Can we just have struct inheritence already?
John Colvin
john.loughran.colvin at gmail.com
Fri Jun 14 08:32:12 UTC 2019
On Friday, 14 June 2019 at 01:46:40 UTC, Timon Gehr wrote:
> On 14.06.19 02:15, Jonathan M Davis wrote:
>> Well, I fail to see how allowing access to private data is not
>> @safe, since
>> it does not inherently mean that there are going to be
>> problems with memory
>> safety.
>
> int[N] array;
> static assert(0<N);
>
> struct VerifiedIndex{
> private int index_=0;
> @disable this(int); // shouldn't be necessary, but it is
> @property int index()@safe{ return index_; }
> @property void index(int i)@trusted{ // no, this can't be
> @safe
> enforce(0<=x&&x<N, "index out of bounds");
> index_=i;
> }
> int read()@trusted{ return array.ptr[index]; }
> void write(int x)@trusted{ array.ptr[index]=x; }
> }
>
> This kind of thing is necessary.
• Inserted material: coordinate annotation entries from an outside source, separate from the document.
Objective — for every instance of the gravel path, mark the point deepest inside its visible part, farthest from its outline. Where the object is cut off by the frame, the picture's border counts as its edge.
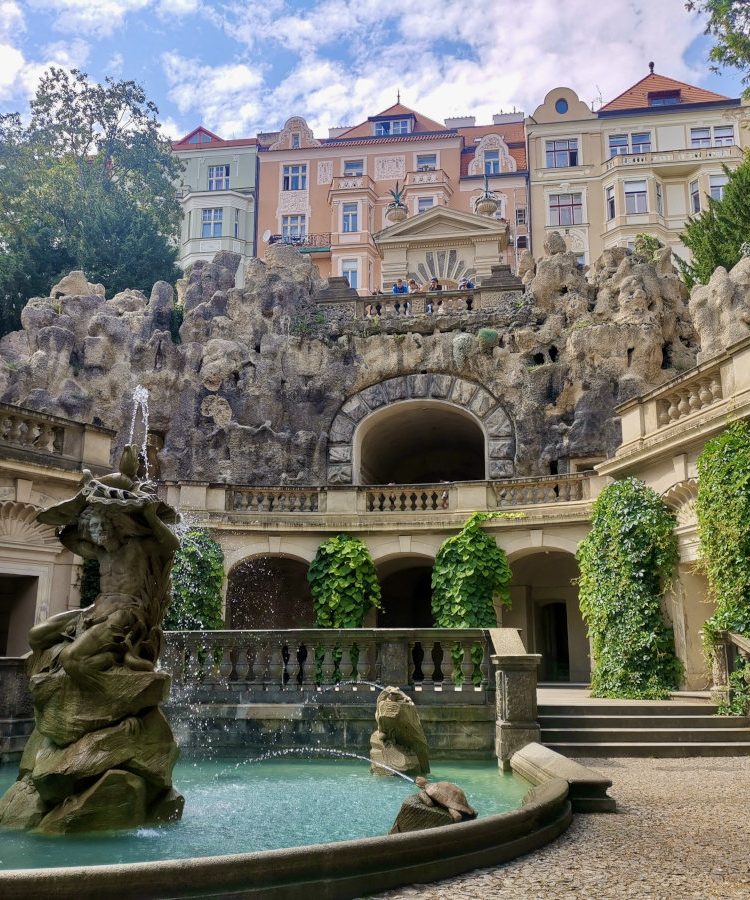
(682, 831)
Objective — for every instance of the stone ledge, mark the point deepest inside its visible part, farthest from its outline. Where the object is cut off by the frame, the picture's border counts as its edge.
(588, 789)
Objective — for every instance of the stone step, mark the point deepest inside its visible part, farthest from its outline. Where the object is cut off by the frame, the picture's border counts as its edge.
(587, 735)
(628, 708)
(662, 750)
(641, 721)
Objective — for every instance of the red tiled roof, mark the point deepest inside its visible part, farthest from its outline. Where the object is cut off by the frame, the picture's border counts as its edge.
(636, 97)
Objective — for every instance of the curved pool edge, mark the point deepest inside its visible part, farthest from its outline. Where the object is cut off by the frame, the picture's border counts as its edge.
(345, 869)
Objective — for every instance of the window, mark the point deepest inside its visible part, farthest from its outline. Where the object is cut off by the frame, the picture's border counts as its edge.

You need to give @trusted a
> chance to provide a @safe interface. This is very hard if all
> @safe code can randomly assign to your private members.
X.tupleof in context C should be @system where X has members not
otherwise visible from C (e.g. private from a different module,
package from the wrong package). In other cases, it's @safe.